Er zog das O in die Länge als wäre es ein Maß and und er müsste damit unseren emotionalen Abstand messen. Ich lächelte der dunklen Tischplatte entgegen.
"Du hast jetzt einen Sohn."
Ich sah auf. "Hm? Achso, ja, Freddie." Ein kleines Lächeln stahl sich auf mein Gesicht. "Er wird bald 4." Harry nickte und drehte das Glas zwischen seinen Händen. Mein Blick blieb immer wieder an seinen Ringen hängen. Sie machten seine Finger wunderschön.
Ich räusperte mich. "Ich dachte nicht, dass du mich nach ihm fragen würdest."
Harry lehnte sich zurück, aber er sah nicht weniger gestresst aus als zuvor. Harry Styles unentspannt. Ein Anblick, den ich nicht vermisst hatte. Jede Faser in mir wollte ihn glücklich sehen, ungehalten und fröhlich. Aber ich konnte die Situation nicht entschärfen. Ich konnte seine Gedanken nicht mehr lesen. Und das tat fast am meisten weh.

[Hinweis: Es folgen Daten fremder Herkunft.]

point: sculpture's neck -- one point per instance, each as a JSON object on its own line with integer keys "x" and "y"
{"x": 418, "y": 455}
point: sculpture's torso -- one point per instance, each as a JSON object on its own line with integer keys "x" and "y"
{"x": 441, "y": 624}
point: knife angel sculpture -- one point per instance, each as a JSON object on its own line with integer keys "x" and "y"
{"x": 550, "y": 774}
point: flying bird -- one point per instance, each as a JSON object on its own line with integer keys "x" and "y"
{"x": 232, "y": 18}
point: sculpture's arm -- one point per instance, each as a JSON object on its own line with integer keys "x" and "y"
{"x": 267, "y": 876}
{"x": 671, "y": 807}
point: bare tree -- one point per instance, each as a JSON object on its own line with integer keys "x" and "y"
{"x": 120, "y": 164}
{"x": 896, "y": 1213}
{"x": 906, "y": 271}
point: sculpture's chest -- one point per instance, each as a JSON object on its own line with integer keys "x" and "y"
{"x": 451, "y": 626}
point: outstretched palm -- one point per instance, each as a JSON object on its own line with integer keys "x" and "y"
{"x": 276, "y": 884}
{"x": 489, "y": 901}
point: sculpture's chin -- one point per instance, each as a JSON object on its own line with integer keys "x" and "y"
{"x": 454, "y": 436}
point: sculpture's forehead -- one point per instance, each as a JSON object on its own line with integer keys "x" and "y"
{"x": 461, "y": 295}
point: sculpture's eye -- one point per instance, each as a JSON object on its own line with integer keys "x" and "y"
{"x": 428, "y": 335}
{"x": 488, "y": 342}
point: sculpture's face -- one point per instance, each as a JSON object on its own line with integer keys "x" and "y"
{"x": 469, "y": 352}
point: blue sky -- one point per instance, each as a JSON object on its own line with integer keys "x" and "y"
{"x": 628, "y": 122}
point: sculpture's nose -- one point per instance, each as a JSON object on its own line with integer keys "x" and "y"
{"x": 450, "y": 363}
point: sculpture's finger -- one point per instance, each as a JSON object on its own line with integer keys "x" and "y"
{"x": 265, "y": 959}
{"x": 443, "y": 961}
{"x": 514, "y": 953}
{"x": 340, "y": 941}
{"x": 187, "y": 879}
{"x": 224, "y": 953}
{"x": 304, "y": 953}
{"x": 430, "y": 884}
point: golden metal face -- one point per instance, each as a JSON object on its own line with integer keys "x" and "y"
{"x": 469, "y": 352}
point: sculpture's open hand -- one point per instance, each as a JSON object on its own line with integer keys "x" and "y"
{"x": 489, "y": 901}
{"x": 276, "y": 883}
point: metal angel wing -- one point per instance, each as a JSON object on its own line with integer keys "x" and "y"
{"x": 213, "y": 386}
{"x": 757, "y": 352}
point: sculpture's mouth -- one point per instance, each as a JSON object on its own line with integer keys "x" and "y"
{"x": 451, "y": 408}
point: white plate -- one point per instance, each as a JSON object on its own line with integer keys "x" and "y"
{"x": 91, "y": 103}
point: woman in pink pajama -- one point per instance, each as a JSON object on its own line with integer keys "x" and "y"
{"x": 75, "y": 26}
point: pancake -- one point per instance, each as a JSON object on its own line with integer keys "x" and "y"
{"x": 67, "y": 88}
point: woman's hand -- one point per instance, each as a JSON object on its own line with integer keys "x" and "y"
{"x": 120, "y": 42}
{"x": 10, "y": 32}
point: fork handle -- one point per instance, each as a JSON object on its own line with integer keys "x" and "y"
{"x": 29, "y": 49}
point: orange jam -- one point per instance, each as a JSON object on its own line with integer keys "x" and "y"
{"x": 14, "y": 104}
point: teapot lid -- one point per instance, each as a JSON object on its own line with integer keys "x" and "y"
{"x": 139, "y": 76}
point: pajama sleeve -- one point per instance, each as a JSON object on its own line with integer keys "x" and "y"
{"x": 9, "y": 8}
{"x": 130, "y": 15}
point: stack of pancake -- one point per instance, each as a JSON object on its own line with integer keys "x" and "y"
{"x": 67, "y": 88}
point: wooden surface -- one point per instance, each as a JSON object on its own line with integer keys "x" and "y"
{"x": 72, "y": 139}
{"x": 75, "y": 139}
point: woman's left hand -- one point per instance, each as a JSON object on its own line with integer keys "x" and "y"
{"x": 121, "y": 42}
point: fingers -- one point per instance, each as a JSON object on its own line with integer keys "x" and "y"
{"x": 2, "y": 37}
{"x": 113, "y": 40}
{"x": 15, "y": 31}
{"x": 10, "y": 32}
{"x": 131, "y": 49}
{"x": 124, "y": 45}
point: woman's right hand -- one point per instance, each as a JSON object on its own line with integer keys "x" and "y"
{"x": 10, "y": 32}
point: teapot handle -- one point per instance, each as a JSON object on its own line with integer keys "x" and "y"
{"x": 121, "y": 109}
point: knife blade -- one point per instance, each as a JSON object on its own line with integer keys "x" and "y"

"Ich meine, ich habe natürlich von ihm erfahren, damals." Er zog die Nase hoch und strich mit dem Handrücken daran vorbei. "Ich wollte nur..."
Er nahm einen Schluck, als das Ende des Satzes in der Luft verdunstete. Die Hitze staute sich hier drin, und irgendwie schien sie von ihm auszugehen. Ich wagte einen Blick zu seinen Tattoos. Die Hälfte davon hatte ich mit ihm zusammen ausgesucht. Oder ich war wenigstens dabei gewesen, hatte seine Haut heilen gesehen. Jetzt tat es weh, nicht zu wissen, wo er die restlichen her hatte.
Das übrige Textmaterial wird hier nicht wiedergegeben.